本当にメジャー挑戦? 花巻東・大谷の先に待つイバラ道

週プレNEWS / 2012年10月31日 10時0分

高校生160キロ右腕が海を渡る。岩手・花巻東高校の大谷翔平(しょうへい・18歳)投手が熟考に熟考を重ね、ドラフト会議前に出した答えは「メジャー挑戦」だった。

高校野球に詳しいスポーツライターの田尻賢誉(まさたか)氏はこう語る。

「彼は高校入学時から『高校で160キロ』と『高校からメジャー』という夢を持っていました。そして見事に前者の夢を成し遂げ、後者もその権利を有した選手に成長した。『誰もやったことがない選手になりたい』という彼の言葉を借りるなら、この決断は当然のことかもしれません」

大谷の高校の先輩で同じ夢を抱いた菊池雄星(埼玉西武)がメジャー挑戦を断念し、涙の記者会見を開いたのは約3年前。なぜ大谷は夢を貫けたのか? まさか菊池が先輩としてアドバイスを?

「それはわかりません。ただ、以前、雄星が『西武には来るな』と大谷に忠告をしたという報道もありましたが、それはない。実際に雄星は『そんなこと言っていない』と憤っていましたし(苦笑)。雄星のときは日本のプロ入りを強く勧めた花巻東の佐々木洋監督が、今回は大谷自身に判断を任せたのが大きく影響したのでは」(田尻氏)

そんななか、10月25日のドラフト会議では北海道日本ハムがドラフト1位で強行指名。来年3月31日までは日本ハムが交渉権を持つが、大谷を翻意させることは難しいとみられている。

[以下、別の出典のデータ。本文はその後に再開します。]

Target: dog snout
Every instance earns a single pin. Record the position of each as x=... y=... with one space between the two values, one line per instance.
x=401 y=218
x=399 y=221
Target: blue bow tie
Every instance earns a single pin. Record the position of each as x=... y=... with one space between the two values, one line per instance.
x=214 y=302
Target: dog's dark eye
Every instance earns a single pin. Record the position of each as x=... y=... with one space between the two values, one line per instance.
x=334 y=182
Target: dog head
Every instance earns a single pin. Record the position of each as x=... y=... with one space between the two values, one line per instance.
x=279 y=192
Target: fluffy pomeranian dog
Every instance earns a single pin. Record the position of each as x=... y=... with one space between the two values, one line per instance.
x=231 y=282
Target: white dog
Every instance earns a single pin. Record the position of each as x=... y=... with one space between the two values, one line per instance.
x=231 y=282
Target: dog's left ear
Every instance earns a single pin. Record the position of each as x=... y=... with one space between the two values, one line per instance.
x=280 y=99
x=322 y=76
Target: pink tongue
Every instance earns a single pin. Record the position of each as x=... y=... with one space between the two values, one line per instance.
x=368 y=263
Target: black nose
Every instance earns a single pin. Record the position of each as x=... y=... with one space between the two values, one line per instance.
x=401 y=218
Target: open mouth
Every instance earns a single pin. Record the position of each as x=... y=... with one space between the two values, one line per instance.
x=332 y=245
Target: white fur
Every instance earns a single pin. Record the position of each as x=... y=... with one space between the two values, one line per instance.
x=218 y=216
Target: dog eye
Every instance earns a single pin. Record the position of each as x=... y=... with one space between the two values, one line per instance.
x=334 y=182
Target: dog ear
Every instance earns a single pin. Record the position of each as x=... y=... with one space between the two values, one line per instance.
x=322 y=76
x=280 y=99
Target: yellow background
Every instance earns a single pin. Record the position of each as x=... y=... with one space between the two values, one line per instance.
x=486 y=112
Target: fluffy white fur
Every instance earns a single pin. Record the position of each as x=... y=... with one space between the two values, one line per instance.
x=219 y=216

メジャーリーグ評論家の福島良一(よしかず)氏はこう語る。

「日本ハムは、日本球界随一の育成システムを有し、ポスティング制度もOKで、ダルビッシュを7年でメジャーに送り出した実績もある。また、アメリカでは、大谷のようなアメリカのドラフト対象外の海外出身選手との契約金総額は年間290万ドル(約2億3000万円)という新ルールが今年から適用されているので、契約金もさほど望めない。日本で力を蓄えてから挑戦しても遅くないと思うのですが……。ちなみに、アメリカではプロ入りしてメジャーに昇格できる選手は、10人にひとりだけです」

プロ入りしてからが本当の勝負というのは日米ともに共通だが、

「そのハードルの高さに大きな差がある」と福島氏は言う。

「鳴り物入りで入団しても、日本のようにすぐ上で使うようなことはない。必ずマイナーリーグの最下部組織から始め、実績を残し、認められないといけない。“名前”だけではメジャーリーガーにはなれないんです」

そのマイナーリーグは想像以上に過酷な環境だ。

「シーズン中はほぼ毎日試合をこなし、しかもバスでの長距離移動。食事だってロクなものは与えられない。高卒の大谷の場合、順調だとしても、そんな過酷なシーズンを4年も5年も過ごさなければいけないのです」(福島氏)

また、前出の田尻氏は、大谷の性格上、マイナーでの生存競争に向いていないと心配を口にする。

「大谷は自己主張が苦手なタイプ。『俺が、俺が』というマイナーリーガーの中で、おとなしい彼がやっていけるのか……」

また、マイナーリーガーの半数はアメリカ出身以外の選手で、その大半が中南米出身。そのなかには厄介な選手もいる。

「ドラフト上位選手であっても、マイナーで時間を共にする“不良”たちの影響で私生活を乱し、夢半ばにユニホームを脱ぐケースが多い。また、これまで韓国や台湾出身の10代の有望な選手が多くメジャー挑戦をしていて、そのほとんどがメジャー昇格を果たせていません。彼らも大方が私生活の問題で挫折したのです」(前出・福島氏)

日本初の“高卒メジャーリーガー”への道程は長く険しい。